# Look at this cutie!



## Laurie (Sep 20, 2009)

He's gorgeous....what kind of person would dump him....or any animal for that matter!!!!


----------



## goldencontriever3 (Nov 7, 2008)

People just amaze me!! What were they thinking!!! Thank you Jenna for finding him a loving home. He is a real cutie!!


----------



## Griffyn'sMom (Mar 22, 2007)

He looks sweet! Is he still a pup? I can't quite tell his size from the pic but he looks small.

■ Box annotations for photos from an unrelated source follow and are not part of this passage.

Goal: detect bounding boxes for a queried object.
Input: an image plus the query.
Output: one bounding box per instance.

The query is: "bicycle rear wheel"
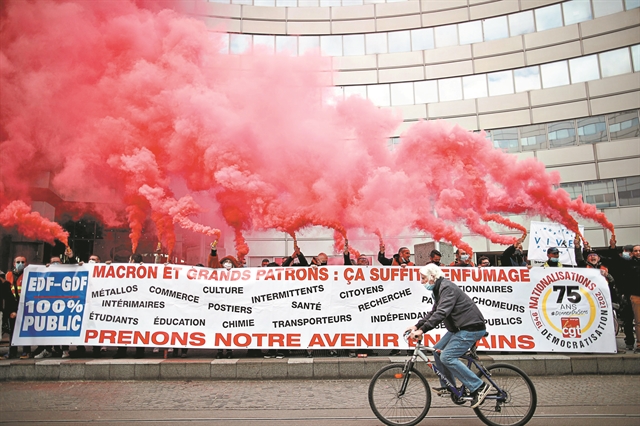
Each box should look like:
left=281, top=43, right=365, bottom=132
left=473, top=364, right=538, bottom=426
left=369, top=364, right=431, bottom=426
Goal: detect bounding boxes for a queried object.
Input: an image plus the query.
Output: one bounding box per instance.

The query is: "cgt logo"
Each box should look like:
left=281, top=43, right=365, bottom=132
left=560, top=317, right=582, bottom=339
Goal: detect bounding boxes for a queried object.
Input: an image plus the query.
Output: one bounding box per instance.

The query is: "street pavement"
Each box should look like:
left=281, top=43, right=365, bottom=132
left=0, top=375, right=640, bottom=426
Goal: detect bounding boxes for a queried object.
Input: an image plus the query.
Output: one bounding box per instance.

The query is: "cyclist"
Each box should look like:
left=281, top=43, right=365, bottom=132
left=406, top=263, right=491, bottom=408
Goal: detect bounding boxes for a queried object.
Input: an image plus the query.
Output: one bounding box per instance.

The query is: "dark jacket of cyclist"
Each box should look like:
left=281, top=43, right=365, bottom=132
left=408, top=263, right=491, bottom=408
left=416, top=277, right=485, bottom=333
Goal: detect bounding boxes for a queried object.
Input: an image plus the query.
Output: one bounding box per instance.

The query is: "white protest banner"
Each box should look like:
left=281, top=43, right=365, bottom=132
left=13, top=264, right=616, bottom=353
left=527, top=221, right=584, bottom=266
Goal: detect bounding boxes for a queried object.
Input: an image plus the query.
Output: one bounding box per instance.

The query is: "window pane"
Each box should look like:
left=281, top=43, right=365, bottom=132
left=592, top=0, right=622, bottom=18
left=562, top=0, right=592, bottom=25
left=569, top=55, right=600, bottom=84
left=411, top=28, right=436, bottom=51
left=520, top=124, right=547, bottom=151
left=435, top=25, right=458, bottom=47
left=584, top=179, right=616, bottom=209
left=229, top=34, right=251, bottom=54
left=631, top=44, right=640, bottom=72
left=536, top=4, right=562, bottom=31
left=253, top=35, right=276, bottom=53
left=560, top=182, right=582, bottom=200
left=513, top=66, right=541, bottom=92
left=487, top=71, right=513, bottom=96
left=540, top=61, right=570, bottom=89
left=482, top=16, right=509, bottom=41
left=509, top=10, right=536, bottom=37
left=344, top=86, right=367, bottom=99
left=276, top=36, right=298, bottom=56
left=547, top=120, right=576, bottom=148
left=624, top=0, right=640, bottom=10
left=298, top=36, right=320, bottom=55
left=578, top=115, right=608, bottom=144
left=462, top=74, right=487, bottom=99
left=600, top=47, right=631, bottom=78
left=342, top=34, right=365, bottom=56
left=365, top=33, right=387, bottom=55
left=491, top=128, right=520, bottom=152
left=320, top=36, right=342, bottom=56
left=609, top=111, right=640, bottom=140
left=616, top=176, right=640, bottom=206
left=458, top=21, right=482, bottom=44
left=389, top=31, right=411, bottom=53
left=367, top=84, right=391, bottom=106
left=413, top=80, right=438, bottom=104
left=390, top=83, right=413, bottom=105
left=438, top=77, right=462, bottom=102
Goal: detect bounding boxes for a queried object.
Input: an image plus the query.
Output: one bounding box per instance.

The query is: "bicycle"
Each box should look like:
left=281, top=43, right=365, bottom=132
left=369, top=333, right=537, bottom=426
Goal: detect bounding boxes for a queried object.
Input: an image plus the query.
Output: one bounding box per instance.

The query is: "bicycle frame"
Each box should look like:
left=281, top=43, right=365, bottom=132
left=398, top=340, right=506, bottom=400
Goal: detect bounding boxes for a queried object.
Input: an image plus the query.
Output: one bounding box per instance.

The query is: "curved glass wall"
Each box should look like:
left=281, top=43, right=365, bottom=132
left=214, top=0, right=640, bottom=56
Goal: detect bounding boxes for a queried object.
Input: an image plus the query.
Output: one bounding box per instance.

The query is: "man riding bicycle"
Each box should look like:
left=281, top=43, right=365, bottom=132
left=407, top=263, right=491, bottom=408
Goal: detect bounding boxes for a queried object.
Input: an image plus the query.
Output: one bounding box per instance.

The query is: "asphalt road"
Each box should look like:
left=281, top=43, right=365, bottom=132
left=0, top=376, right=640, bottom=426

Glad he's got 2 potential homes!


----------



## AquaClaraCanines (Mar 5, 2006)

Six months! He goes home tomorrow evening


----------



## mylissyk (Feb 25, 2007)

You amaze me Jenna, you are a one person dynamo for rescue. Bravo!


----------



## AquaClaraCanines (Mar 5, 2006)

Just talked to his new daddy for an update! He slept in the bed all night, and he is doing great. His older Golden loved her new friend. Yay!


----------



## coppers-mom (Jan 9, 2009)

Great news! 

Another success story.


----------



## amy22 (May 11, 2008)

wow what a cutie! Way to go Jenna!!!!!


----------



## 3SweetGoldens (Feb 28, 2007)

So glad you were able to find this Sweet baby a loving home Jenna! You do so much wonderful work for Rescue!


----------



## AquaClaraCanines (Mar 5, 2006)

All I can say is- it's a good thing he didn't come stay with me  Not sure I could have resisted the cuteness!


----------



## goldencontriever3 (Nov 7, 2008)

Great job Jenna! Thanks for finding this boy a loving home!


----------